Natasha se puso a llorar abiertamente. Su abuelito no tenía bigotes, sino una calva reluciente, que se acariciaba cuando pensaba intensamente sobre algo. Pavel la estrechó con más fuerza y dos lagrimones le corrieron por las mejillas.

Silbó la tetera. Natasha la retiró del fuego, sirvió el té en tres pocillos y los fue pasando a los demás.

“Él nos condujo a la victoria contra los invasores nazis”. Era Nikolai, vibrante de emoción. “Aún recuerdo su discurso del 7 de noviembre del 41. Lo tengo grabado en la memoria: ‘Camaradas, hombres del Ejército Rojo y de la Armada Roja,” – comenzó a recitar con voz marcial. Era tan grotesco el contraste entre su tono y las lágrimas de Pavel y de Natasha, que éstos dejaron de llorar- “comandantes e instructores políticos, obreros y obreras, granjeros y granjeras colectivos, trabajadores de las profesiones intelectuales, hermanos y hermanas en la retaguardia de nuestro enemigo que han caído temporalmente bajo el yugo de los bandidos alemanes, y nuestros guerrilleros y guerrilleras valientes que están destrozando la retaguardia de los invasores alemanes.”

“A mi camarada Elena, Stalin en persona le impuso la Medalla de Maternidad de segunda clase en el 46.” Rememoró Larisa. “Para entonces tres de sus cinco hijos ya estaban muertos. Habían muerto en el 41 lanzando cócteles molotov contra los tanques alemanes en las afuerzas de Kiev. Y ninguno de los tres superaba los dieciseis años.”

“Stalin nos enseñó a ser un pueblo aguerrido y que si estábamos unidos, nadie podría vencernos,” Pavel dijo, secándose los lagrimones de la cara. “Yo estuve en diciembre del 41 cavando zanjas antitanques en las afueras de Moscú. Hacía frío y pasábamos mucha hambre, pero nunca nos importó.”

“A mí me gustaba mucho esa poesía de Avidenko, que empezaba diciendo: Oh gran Stalin,/ oh líder de los pueblos…”- dijo Larisa y al momento su marido continuó con el recitado.

“Tú que hiciste que el hombre naciera./ Tú que fructificas la tierra,/ tú que restauras los siglos…” y así siguió subiendo cada vez más la voz e hinchando el pecho, hasta que retombó en los versos finales: “Tú, esplendor de mi primavera,/ oh tú, sol reflejado por millones de corazones.”
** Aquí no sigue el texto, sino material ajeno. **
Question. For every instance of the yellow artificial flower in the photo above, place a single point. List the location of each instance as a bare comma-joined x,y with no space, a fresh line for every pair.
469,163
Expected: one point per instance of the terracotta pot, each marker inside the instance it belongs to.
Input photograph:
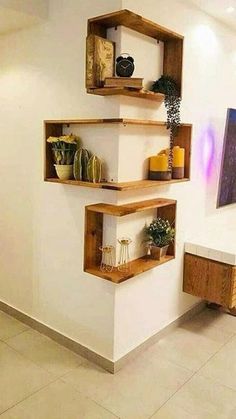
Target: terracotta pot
(158, 252)
(64, 171)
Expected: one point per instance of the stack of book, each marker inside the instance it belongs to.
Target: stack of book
(129, 82)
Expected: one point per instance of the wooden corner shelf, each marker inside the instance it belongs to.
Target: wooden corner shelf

Natasha sintió que el nudo en el estómago se le hacía cada vez más grande. Aunque todos estaban con jersey en la cocina, tenía mucho calor. Respiraba entrecortada, como si le costase trabajo coger aire. Se levantó.

– Me voy a tirar la basura.

– ¿Ahora?- preguntó Pavel un poco extrañado.- Déjalo para luego.

– No.

Cogió la bolsa. Era cierto que estaba medio llena y que seguramente hubiera podido esperar hasta el día siguiente. Antes de que Pavel volviera a insistir, salió de casa. Con las prisas se le olvidó ponerse el abrigo.

Los cubos de basura del edificio estaban en la esquina que daba al descampado, un campo de hierbas donde campaban los gatos callejeros y las ratas. Nunca iba de noche a tirar la basura. Se oían ruídos, maullidos, chirridos que acaso fueran de las ratas. Le daba miedo.

Cuando llegó donde los cubos, se encontró con un gato negro medio adormilado en la tapa de uno. Era un gato grande y viejo, con unos bigotes muy largos y espesos. Dejó la bolsa en el suelo. Se abalanzó sobre el gato. Fue tan rápido, que el gato no tuvo tiempo de reaccionar. Natasha lo tenía cogido por el cuello y suspendido en el aire. Tomó aire y le propinó una parada salvaje. El gato salió volando. En ese momento, dejó de sentir el nudo en el estómago.